The Democrats are so fired up, you could call them the new Moral Majority. This time, however, the emphasis is as much on the majority as on the morality as they try to frame a message in terms of broadly shared values that don't alarm members of minority religions or secular voters. It has become an article of faith among party leaders that it was sheer strategic stupidity to cede the values debate to Republicans for so long; that most people want to reduce abortion but not criminalize it, protect the earth instead of the auto industry, raise up the least among us; and that a lot of voters care as much about the candidates' principles as about their policies. "What we're seeing," says strategist Mike McCurry, "is a Great Awakening in the Democratic Party."

The revival comes at a time when the entire religious-political landscape is changing shape. A new generation of evangelical leaders is rejecting old labels; now an alliance of religious activists that runs from the crunchy left across to the National Association of Evangelicals has called for action to address global warming, citing the biblical imperative of caring for creation. Mainline, evangelical and Roman Catholic organizations have united to push for immigration reform. The possibility that there is common ground to be colonized by those willing to look for it offers a tantalizing prospect of alliances to come, but only if Democrats can overcome concerns within their party. "One-third gets it," says a Democratic values pioneer, talking about the rank and file. "A second third understands that this can help us win. And another third is positively terrified."

EVANGELICALS IN MOTION

THE DEMOCRATS' COURTSHIP OF RELIGIOUS voters exploits a rare Republican predicament: disillusioned with Bush's stewardship and serial scandals, many religious conservatives see a field in which their preferred candidates can't win, and those who can win include, for now, a politically elastic Mormon; the twice-divorced, pro-choice, gay-friendly former New York City mayor; and a maverick who called conservative religious leaders "agents of intolerance" the last time he ran. "I think that this emerging change in mind-set, at least within significant segments of the Democratic Party, could pay tremendous dividends if the Republicans are foolish enough to nominate Rudy Giuliani," says Richard Land, the Southern Baptist Convention's political guru. While a Mitt Romney nomination might suppress evangelical turnout, he says, as long as there is a basic difference over abortion, socially conservative voters will pick the pro-life candidate. "But if you take the abortion issue off the table," Land predicts, "then a lot of these other issues get oxygen they aren't getting now, such as the environment and social justice and racial reconciliation, all of which Evangelicals care about."

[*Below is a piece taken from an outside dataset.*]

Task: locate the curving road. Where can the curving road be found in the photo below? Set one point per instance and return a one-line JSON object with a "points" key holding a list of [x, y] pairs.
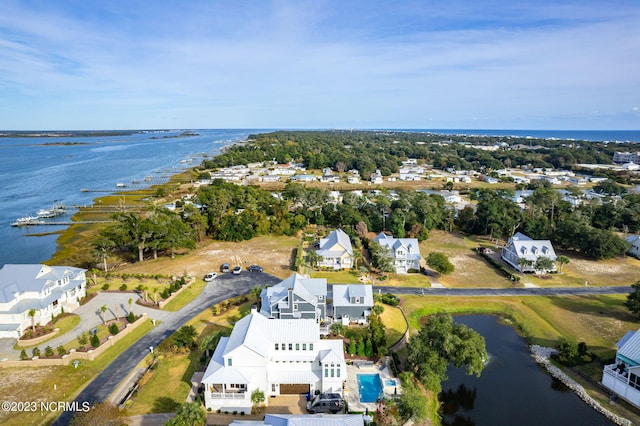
{"points": [[228, 285], [224, 287]]}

The best handicapper of the religious vote is political scientist John C. Green, senior fellow at the Pew Forum on Religion and Public Life, who has studied the voting habits of the country's 55 million Evangelicals. The most conservative white Protestants, he says, are all but off-limits to the Democrats. But then there are more than 22 million voters he calls "freestyle Evangelicals," worried about not only their eternal souls but also their kids' schools, their car's fuel efficiency and the crisis in Darfur. In the past, those voters may have leaned Republican in part because the GOP has been far smarter about presenting itself as friendly to people of faith while painting the Democrats as a bunch of sneering, secular coastal élites.

But the Republican lock on Evangelicals may be breaking. The percentage of white Evangelicals who self-identify as Republicans has declined from roughly 50% in 2004 to about 44% this past February, according to Green. Now the number is closer to 40% as more Evangelicals choose to label themselves independents. "There is a loosening of the Republican coalition, particularly among people under 30," Green says, "but it is not yet a movement toward the Democrats. It is a small but real change."